While they ate, Abby brought up a hotel. Ecks offered to drive her there, and she sighed. After taking a slightly more direct route—“I wish I didn’t have to spend the money”—Ecks caught on and offered his place.
They got there around ten o’clock that night, and the first thing Abby did was go around and lock all the windows.
“We’re on the thirteenth floor, I don’t think anyone’s coming in that way.”
“You never know. Wait, I thought this was the fourteenth floor?”
“It is technically. Or, non-technically? Anyway, you know how some buildings don’t have a thirteenth floor?”
“So we are on the fourteenth then.”
“Well no, because if you go outside and count, that window which you actually just unlocked would be the thirteenth from the ground.”
“Shit. Why are your locks so weird? And why do your windows even open this high up?”
He walked over and locked it for her. “I have no idea. Want to see something else weird about this place?”

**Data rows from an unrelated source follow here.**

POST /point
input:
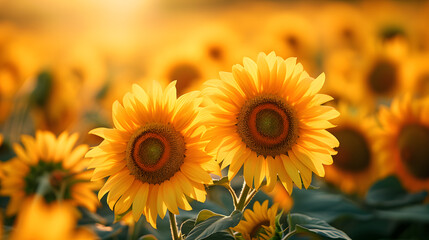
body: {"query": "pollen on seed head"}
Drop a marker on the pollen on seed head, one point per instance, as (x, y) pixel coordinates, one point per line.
(268, 125)
(155, 153)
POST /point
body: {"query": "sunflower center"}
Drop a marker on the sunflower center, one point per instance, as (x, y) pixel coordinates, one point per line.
(258, 229)
(267, 125)
(383, 77)
(155, 153)
(414, 150)
(292, 41)
(185, 74)
(215, 52)
(354, 154)
(422, 86)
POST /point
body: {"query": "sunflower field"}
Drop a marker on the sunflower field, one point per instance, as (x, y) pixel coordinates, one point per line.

He brought her into his bedroom, and headed toward the bed.
“Hey now,” she said.
At the side of the bed, he pulled aside a door that blended in with the molding.
“Whoa. That is cool. Closet?”
“Come see.”
It wasn’t a closest. Or maybe a stairs closet, if so. Inside was a winding spiral staircase that led up to a little loft area, which overlooked the main room of the apartment.
“How did I not notice this?”
Ecks pointed up toward the ceiling. “It’s t
he lights, and slope of the ceiling. Also the paint has something to do with it. Once you know it’s here, it’s easy to spot.”
“This is pretty sweet,” Abby said, turning and scanning the little office. There was a short desk in one corner, with a laptop identical to her own atop it, a padded wooden chair with a purple cushion, a low sofa, and a flat screen hanging on the opposite wall. “This where you write all your Pulitzer candidates?”
“Joke now, one day you’ll be begging me for an interview.”
“I bet.” She sat in the chair and opened his laptop.
“Hey!”
She lifted her hands away from it, tongue on her back teeth, half grinning. “Wow, Ecks, you should calm down.”
“God, girls are nosey.”
“Lots of girls come here, do they?”
He sat down on the sofa, taking his laptop with him. The cord didn’t reach that far, and came unplugged and dropped to the floor as he sat. “Not up here.”
She stared at him. “I’m the first?”
He didn’t look at her as he answered. “I’m sure lots of people have been up here. But since I moved in, it’s only been me.” He shrugged a single shoulder. “It felt like a secret. I didn’t want to share it with just anyone, because that would ruin it, make it not special.”
She got up and sat down on the sofa next to him. It was small enough that they were very close. I’m not drunk enough for this, she thought.
The next morning—
“Whoa! Hold on,” the thirteen-year-old says. “Back up sister. We want to know what happened.”
Abby looks shocked, you think. As though she hadn’t given this much thought. “What do you mean? Nothing happened. We slept and then got up the next morning.”
“See? You’re doing it again. It’s the in-between we want to know about.”
“You want to hear my dreams?”
“I want to hear your feels!”
“What?”
“Oh, let her have her secrets,” the doctor’s wife says.
“Yeah,” the woman who broke the champagne bottle’s fall agrees. “There are too many men here to share true feels.”